Former UN weapons inspector Hans Blix used to warn the US and Britain that it would be a wrong and illegal move to attack Iraq in 2003 as the Middle East country did not possess any weapons of mass desctruction (WMDs).
He also issued out warnings to both Western military powers that any attack on Iraq would put Washington and London under a bad world perception. He spoke in London yesterday.
"The interesting thing, was Iraq a danger in 2003? They were not a danger. They were practically prostrate .... What they got instead was a long period of anarchy. And one conclusion I would try to draw is that anarchy can be worse than tyranny," he said.

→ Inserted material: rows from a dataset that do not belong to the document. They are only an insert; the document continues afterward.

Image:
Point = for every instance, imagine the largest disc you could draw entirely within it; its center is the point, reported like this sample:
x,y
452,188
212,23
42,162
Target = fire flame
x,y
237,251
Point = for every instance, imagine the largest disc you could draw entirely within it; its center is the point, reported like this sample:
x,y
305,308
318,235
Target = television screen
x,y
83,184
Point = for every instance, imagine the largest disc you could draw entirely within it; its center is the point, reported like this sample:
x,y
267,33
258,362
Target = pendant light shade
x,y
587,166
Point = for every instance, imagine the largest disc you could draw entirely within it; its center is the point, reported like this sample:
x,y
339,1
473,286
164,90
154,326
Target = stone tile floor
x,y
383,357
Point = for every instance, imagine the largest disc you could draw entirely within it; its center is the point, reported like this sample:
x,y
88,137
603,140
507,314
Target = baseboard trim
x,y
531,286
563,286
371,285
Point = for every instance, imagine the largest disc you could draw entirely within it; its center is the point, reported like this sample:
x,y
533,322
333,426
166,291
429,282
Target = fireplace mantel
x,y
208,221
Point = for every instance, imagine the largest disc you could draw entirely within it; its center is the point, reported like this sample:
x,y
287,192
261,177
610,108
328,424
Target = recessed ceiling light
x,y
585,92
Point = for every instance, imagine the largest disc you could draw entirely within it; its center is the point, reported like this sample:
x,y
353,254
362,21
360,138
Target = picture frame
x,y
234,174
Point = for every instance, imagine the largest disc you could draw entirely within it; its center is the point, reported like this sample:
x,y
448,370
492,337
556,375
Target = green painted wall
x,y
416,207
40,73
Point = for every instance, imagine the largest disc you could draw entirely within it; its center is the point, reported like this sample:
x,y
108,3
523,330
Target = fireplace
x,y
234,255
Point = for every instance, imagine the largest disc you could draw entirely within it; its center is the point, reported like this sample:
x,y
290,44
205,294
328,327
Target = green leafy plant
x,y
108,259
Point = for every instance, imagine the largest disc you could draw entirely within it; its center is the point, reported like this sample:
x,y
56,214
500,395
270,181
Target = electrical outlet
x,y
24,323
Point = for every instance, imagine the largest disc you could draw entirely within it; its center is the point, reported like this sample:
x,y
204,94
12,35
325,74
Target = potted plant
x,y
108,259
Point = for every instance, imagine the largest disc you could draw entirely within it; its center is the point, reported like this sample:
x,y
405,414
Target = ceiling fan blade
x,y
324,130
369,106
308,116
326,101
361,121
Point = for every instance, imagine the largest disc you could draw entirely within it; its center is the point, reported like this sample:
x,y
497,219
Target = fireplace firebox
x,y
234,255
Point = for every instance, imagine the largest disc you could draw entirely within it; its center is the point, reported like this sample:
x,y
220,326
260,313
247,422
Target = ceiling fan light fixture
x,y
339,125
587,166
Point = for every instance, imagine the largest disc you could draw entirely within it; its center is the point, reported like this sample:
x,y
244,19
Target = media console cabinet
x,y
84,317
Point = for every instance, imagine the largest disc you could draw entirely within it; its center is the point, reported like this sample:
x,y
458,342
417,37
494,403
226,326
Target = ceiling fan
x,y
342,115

The United States and Britain argued that Saddam had chemical, biological and nuclear weapons and needed to be disarmed. After the invasion no banned weapons were found. Years of sectarian bloodshed ensued.
Blix's comments added weight to negative appraisals given by other senior figures at the inquiry which has raised tough questions about the decision by then US President George W. Bush and then British Prime Minister Tony Blair to invade.
Blix, who has long been an outspoken opponent of the decision to invade, told the inquiry that Washington was "high" on military power, and the US military timetable was "out of sync" with the diplomatic timetable, which would have given his team more time to carry out inspections.
Blix headed a UN team searching for banned arms, known as weapons of mass destruction (WMDs) in Iraq. He said his group's failure to find any WMDs should have caused Washington and London to question their intelligence.